Later I was involved in another situation that angered me. I responded to a call of a 901X (suicide) where the subject was trying to kill himself with a knife.
I will spare all the details but needless to say it was a legit call and I later found myself in a knockdown drag out fight with the subject. I was trying to stop him from killing himself.
I could have probably been justified in shooting him as we were fighting over his knife. He was trying suicide by cop. I questioned myself again for a long time after that one too.
Here was the worst part. I had been in a fight for what felt like forever. When it ended I was covered in his blood. It was violent and the subject was badly hurt. He lived. I walked outside and the fire department hosed me down to get the blood off of me.
Again, no one bothered to check and see if I was OK, or give me an update on whether or not I was exposed to something from the subjects blood. It was disturbing what happened and I never forgot it. I sought out my own medical treatment to make sure I was OK.
You know what else I did not forget? The sergeant who told me to take my patrol car, go home, put on a clean uniform and get back on the street because I was needed.
How long do you think it took me to get the images out of my head of the blood bath of a fight I was in?
The department didn’t even offer to clean my uniform. When I inquired (and filled out the necessary forms) and turned in my bloody uniform I was instead told to use “color safe” bleach.
With the recent events that happened with Craig Tiger I have heard many people come out and say that most Police Officers at some point in their career will develop some form of PTSD.
I am not here today to tell you I have ever had PTSD or some form of it.
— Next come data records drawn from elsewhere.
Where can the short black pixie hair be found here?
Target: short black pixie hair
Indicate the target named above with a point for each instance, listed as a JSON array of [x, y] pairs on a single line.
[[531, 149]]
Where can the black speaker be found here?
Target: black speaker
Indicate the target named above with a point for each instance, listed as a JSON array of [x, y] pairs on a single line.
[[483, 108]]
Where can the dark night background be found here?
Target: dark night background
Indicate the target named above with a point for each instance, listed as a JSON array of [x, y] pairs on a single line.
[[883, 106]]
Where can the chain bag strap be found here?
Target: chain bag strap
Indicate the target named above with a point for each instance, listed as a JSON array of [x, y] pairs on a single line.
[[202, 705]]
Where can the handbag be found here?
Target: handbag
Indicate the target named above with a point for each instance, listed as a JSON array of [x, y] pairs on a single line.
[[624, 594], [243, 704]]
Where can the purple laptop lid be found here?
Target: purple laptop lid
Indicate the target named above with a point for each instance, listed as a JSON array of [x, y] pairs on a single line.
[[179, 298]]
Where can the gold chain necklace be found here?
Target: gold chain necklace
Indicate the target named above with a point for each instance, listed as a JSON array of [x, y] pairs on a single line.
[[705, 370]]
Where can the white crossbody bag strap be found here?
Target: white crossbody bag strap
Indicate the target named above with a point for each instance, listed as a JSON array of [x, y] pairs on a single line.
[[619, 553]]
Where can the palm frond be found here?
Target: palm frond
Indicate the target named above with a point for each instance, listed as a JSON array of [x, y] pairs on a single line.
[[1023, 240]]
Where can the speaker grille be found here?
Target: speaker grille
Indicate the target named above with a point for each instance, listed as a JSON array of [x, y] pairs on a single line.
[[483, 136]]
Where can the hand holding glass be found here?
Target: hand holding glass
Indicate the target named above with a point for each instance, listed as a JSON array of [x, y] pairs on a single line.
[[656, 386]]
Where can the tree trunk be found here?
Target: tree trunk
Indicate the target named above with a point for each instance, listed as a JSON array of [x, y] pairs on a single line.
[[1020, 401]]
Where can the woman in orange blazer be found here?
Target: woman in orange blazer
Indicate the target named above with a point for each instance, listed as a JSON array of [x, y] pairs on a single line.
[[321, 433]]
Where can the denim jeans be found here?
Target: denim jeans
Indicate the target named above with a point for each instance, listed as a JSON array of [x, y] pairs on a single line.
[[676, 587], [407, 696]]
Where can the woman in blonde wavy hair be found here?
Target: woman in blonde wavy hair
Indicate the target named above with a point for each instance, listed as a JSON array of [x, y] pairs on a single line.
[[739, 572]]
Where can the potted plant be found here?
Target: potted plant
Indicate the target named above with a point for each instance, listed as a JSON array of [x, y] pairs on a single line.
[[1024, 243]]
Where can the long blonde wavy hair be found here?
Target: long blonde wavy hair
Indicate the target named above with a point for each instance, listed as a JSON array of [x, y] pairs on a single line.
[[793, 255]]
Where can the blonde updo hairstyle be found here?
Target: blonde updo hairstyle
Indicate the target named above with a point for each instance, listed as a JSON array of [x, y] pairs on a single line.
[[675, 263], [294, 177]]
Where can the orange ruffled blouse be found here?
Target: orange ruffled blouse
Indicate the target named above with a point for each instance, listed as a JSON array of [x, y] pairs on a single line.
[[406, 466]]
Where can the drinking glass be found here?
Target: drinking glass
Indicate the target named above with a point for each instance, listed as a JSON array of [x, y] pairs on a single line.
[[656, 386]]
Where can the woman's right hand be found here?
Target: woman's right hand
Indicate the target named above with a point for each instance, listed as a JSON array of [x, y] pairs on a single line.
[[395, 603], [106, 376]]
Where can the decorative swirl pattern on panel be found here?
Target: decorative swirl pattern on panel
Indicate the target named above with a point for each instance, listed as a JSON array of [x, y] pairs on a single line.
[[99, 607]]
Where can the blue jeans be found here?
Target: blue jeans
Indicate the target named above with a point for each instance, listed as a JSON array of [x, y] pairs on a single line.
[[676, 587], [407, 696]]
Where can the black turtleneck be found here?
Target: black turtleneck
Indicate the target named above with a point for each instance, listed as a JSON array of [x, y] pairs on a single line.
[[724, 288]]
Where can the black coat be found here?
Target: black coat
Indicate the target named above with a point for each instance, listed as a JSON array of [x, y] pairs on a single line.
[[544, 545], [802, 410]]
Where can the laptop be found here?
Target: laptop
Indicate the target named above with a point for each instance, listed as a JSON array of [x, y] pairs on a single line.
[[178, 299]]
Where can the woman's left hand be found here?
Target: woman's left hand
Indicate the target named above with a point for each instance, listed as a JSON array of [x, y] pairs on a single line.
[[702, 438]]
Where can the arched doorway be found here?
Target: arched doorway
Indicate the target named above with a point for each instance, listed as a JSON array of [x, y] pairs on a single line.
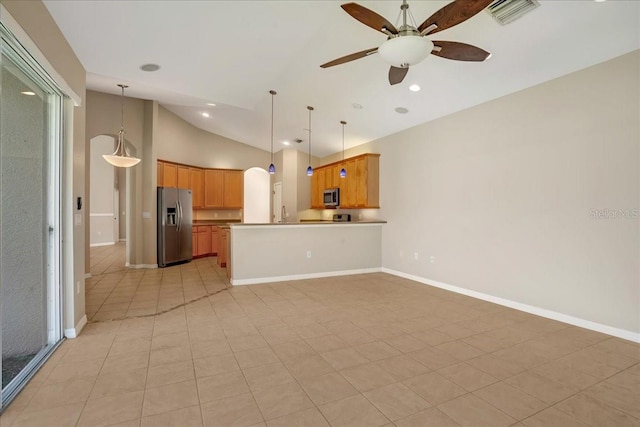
[[110, 207]]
What I do know is that I am better today and the nightmares are gone. I am better today because after other things I had going on in my life I was convinced (and so was my significant other) that I did need help. I knew the one place that would not give it to me so I did it on my own.
However I had the luxury of keeping my medical benefits which made it a hell of a lot easier to get the help I needed. A luxury stolen from Craig by “Our Chief”.
That is what I am here to tell you today guys and gals. We are on our own. In the same breath of how “Our Chief” talks about Craig’s termination he calls him a criminal and how he considered the “totality” of the circumstances. What totality is that? The DUI? The attempted suicide that same night? I am going to AGAIN ask the question we are all waiting for an answer on.
What was the totality? What was it that led you to fire Craig (who asked for help) but give other Officer’s a second chance who also received DUI’s.
I will tell you all what the totality is and its what we already know. Craig got a DUI but he also had PTSD. Our Chief decided Craig was now a liability and got rid of him. You know it, I know it and our “CHIEF” knows it. Now we have the Chief and the media going into Craig’s past trying to make him look bad.
We have “Our Chief” going on the news saying crime is down 7% and that shows there is no low morale in the department. No, what that shows is that every single man and woman on this department has something you do not “Chief”. Integrity.
Unlike you, we have the moral character to do what is right every day because it is the right thing to do. Not one officer on this department would feel good about themselves if they did the wrong thing and someone was hurt or worse, killed.
The same cannot be said about you. We lost Craig and make no mistake it was because you did not have the decency to do the right thing. The thing you knew that was right, which was to help him. Maybe Craig would have done the same thing or maybe not. We will never know. He would have had more of a chance if you at least had done the right thing. Make no mistake “Chief”, you are not wanted here. Anytime work units get word your going to be around, we avoid you.
Crime is down because of the men and women that do the right thing every day. It has nothing to do with you. It is because we have integrity.
And you, you’re a disgrace to the uniform we wear each and every day.